Chers frères et sœurs,
La fête que nous célébrons aujourd'hui est une autre invitation à accepter la croix.
Notre vénération ne s'arrête pas à ce morceau de bois. Elle s'arrête en Celui qui a donné sa vie sur cette croix, en Celui qui, s'étant si profondément vidé de lui-même pour nous, est mort sur ce bois pour nos péchés, pour nous communiquer sa vie.

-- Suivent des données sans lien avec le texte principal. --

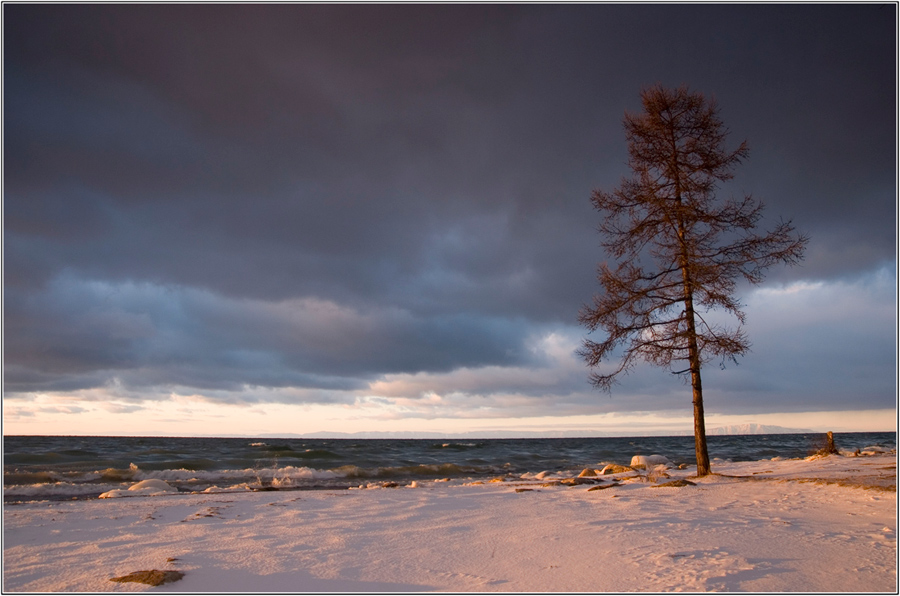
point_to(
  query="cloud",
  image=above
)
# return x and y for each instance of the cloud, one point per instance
(387, 208)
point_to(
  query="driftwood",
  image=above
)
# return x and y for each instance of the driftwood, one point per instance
(153, 577)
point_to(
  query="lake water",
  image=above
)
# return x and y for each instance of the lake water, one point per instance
(53, 467)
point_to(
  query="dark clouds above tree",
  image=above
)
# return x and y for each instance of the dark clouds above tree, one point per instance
(422, 170)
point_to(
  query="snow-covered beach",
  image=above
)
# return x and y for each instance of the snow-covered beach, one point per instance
(805, 525)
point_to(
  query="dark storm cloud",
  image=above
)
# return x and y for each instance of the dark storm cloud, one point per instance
(424, 168)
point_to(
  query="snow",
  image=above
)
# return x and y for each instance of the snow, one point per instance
(826, 524)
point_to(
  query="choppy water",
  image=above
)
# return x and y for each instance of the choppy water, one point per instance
(38, 468)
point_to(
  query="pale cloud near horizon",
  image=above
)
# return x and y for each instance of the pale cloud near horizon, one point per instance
(784, 320)
(323, 217)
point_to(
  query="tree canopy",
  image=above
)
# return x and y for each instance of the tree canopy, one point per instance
(678, 249)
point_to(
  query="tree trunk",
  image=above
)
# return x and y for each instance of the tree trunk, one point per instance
(696, 383)
(699, 425)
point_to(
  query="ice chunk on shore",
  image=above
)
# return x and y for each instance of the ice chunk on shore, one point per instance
(145, 488)
(649, 461)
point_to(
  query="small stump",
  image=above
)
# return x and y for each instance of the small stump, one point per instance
(153, 577)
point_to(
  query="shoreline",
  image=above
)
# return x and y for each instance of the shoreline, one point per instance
(826, 524)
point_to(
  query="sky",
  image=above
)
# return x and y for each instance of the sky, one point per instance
(286, 219)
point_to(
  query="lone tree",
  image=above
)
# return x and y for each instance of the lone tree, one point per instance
(679, 251)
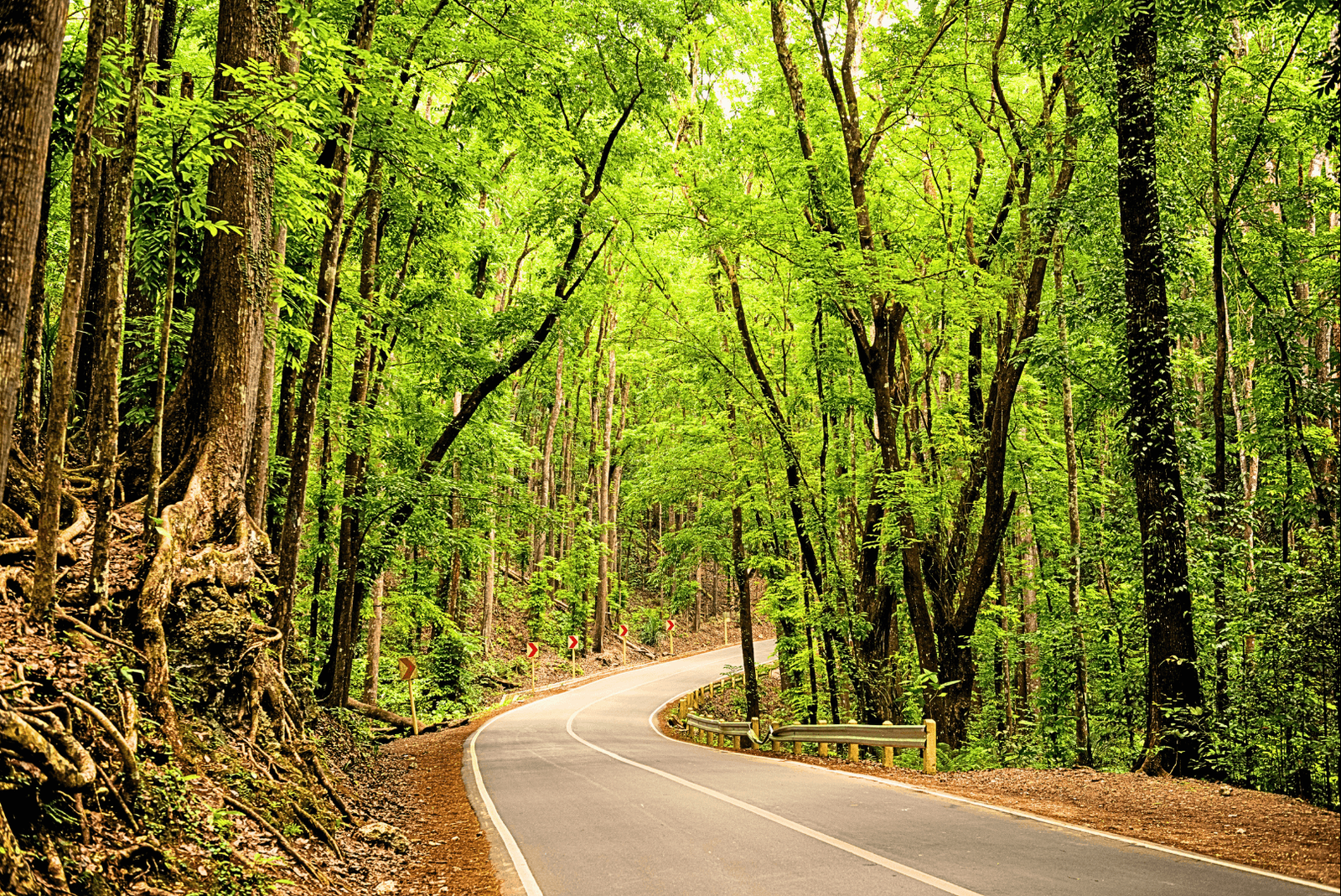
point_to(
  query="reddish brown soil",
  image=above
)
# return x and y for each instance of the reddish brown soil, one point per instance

Souvent ici, à Jérusalem, et chaque jour au Saint-Sépulcre, nous chantons "Vexilla Regis prodeunt" ! La Croix est le symbole du Christ victorieux du péché et de la mort, de cet héritage du premier Adam qui, selon la tradition, est enterré précisément sous le Calvaire. Et pourtant, bien qu'il s'agisse d'un symbole de victoire, combien l'action de Dieu, dans sa victoire sur le péché et la mort, semble-t-elle paradoxale ! Dieu gagne précisément quand, humainement, il semble vaincu ; Il donne la vie précisément quand, aux yeux de tous, il semble n'être qu'un cadavre ; Il nous enrichit de ses richesses infinies précisément quand il reste nu et dépourvu de tout, dans le besoin même d'un tombeau emprunté....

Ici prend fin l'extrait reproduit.